The game based on the series was announced in June 2014. It was developed by PlatinumGames, known for the Bayonetta series of action games among others, and published by Activision. The game is scripted by Tim Hedrick, a writer of the TV series, who collaborated with series creators Bryan Konietzko and Michael Dante DiMartino on the plot and main villain. The cutscenes are animated by Titmouse, Inc., and the cover art (chosen by public vote) is by series character designer Christie Tseng. The game made use of the voice actors and the music of the TV series.
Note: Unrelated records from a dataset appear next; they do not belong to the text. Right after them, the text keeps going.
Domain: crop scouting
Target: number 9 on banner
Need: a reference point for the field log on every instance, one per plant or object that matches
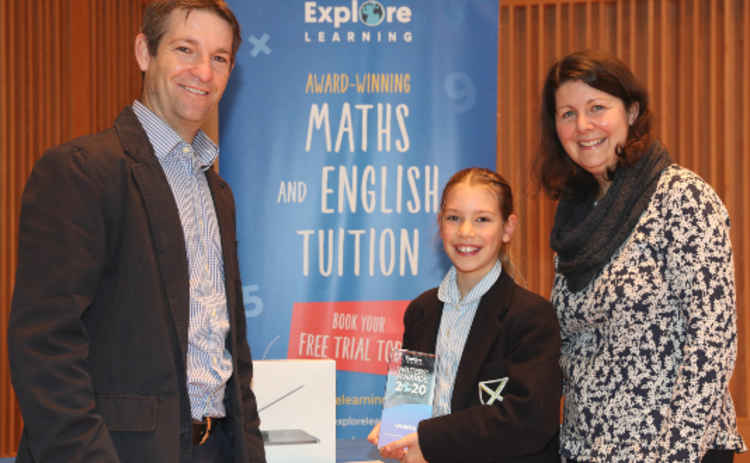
(461, 91)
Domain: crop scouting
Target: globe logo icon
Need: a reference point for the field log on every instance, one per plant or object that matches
(371, 13)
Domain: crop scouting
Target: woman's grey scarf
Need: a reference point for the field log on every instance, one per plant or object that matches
(586, 234)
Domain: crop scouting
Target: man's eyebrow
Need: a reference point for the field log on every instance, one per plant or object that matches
(196, 43)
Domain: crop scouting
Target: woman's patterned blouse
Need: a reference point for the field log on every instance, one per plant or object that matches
(649, 345)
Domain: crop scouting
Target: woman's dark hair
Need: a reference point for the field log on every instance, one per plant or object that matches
(556, 173)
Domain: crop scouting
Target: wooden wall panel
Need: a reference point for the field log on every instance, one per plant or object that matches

Robert Conkey of Activision explained that they chose Platinum on account of their record of developing action games, which he described as having a "very smooth, very flashy, and very cool" style. Platinum producer Atsushi Kurooka said that Platinum chose to adapt The Legend of Korra, a series unknown in Japan, after watching it with the aid of translated scripts, and being impressed by the series's blend of "interesting action, a really good story, comedy, and romance". According to Kurooka, the studio aimed to make the game emulate the look and feel of the television series as closely as possible, including its visual and sound direction: Kurooka said that screenshots of the game were indistinguishable from those of the series.

==Reception==

Aggregate score
| Aggregator | Score |
|---|---|
| Metacritic | (PC) 64/100 (PS4) 54/100 (XONE) 49/100 |

Review scores
| Publication | Score |
|---|---|
| Computer and Video Games | 2/10 |
| Destructoid | 7/10 |
| Eurogamer | 4/10 |
| Game Informer | 5.5/10 |
| GameSpot | 3/10 |
| GameTrailers | 6.5/10 |
| IGN | 4.2/10 |
| PC Gamer (US) | 63/100 |
| Polygon | 5/10 |
| Hardcore Gamer | 3/5 |
| Metro | 3/10 |

===Pre-release===
Appraisals of the game during development were positive. After playing an alpha build of the game in June 2014, Destructoid described the game as a "pretty solid action brawler". The reviewer praised the thorough implementation of the various bending styles, the detailed and fluid combat system, and the cel-shaded art style. GameSpots reporter was "encouraged by the art style and some aspects of the combat", but uncertain whether the developers would be able to balance the demands of faithfulness to a franchise and the expectations of quality combat gameplay raised by their previous titles. IGN described the early version as having "all the depth I'd expect to see from this developer bundled with a faithful artistic interpretation" of the source material, noting the "surprisingly deep" combat system and the "tastefully re-created animations" from the series.

===Post-release===
The Legend of Korra received "mixed or average" reviews, according to video game review aggregator Metacritic. It was panned by Dan Stapleton of IGN as a "poorly made tie-in that can't even stand up as a competent third-person action game". The reviewer noted the game's simplistic combat, the absence of the series' wit and charm, and the low-quality cutscenes. Kevin VanOrd of GameSpot was also highly critical of the game, writing that it "tries its best to boot M. Night Shyamalan's The Last Airbender film out of its rightful position as 'worst Avatar-related thing yet produced.'" Chris Carter at Destructoid summed up the game as a "nice but brief romp" with no real narrative that "plays out like a 'light' version of Platinum's previous games". At Polygon, Philip Kollar described the game as a "shallow, short experience full of segments that feel poorly designed and ill-considered", with frustrating mechanics and annoying mini-games. Paul Tassi of Forbes, noting the "scathing" reviews the game received, wrote that, like other adaptations of the series, it showed "a fundamental misunderstanding of the source material, all but completely devoid of a plot and other characters outside Korra herself". For Eurogamers Simon Parkin, the game's shortcomings were the "hallmarks of a work-for-hire project rushed to meet a Christmas deadline", and he considered the game "a misfire that means Platinum's name no longer guarantees quality".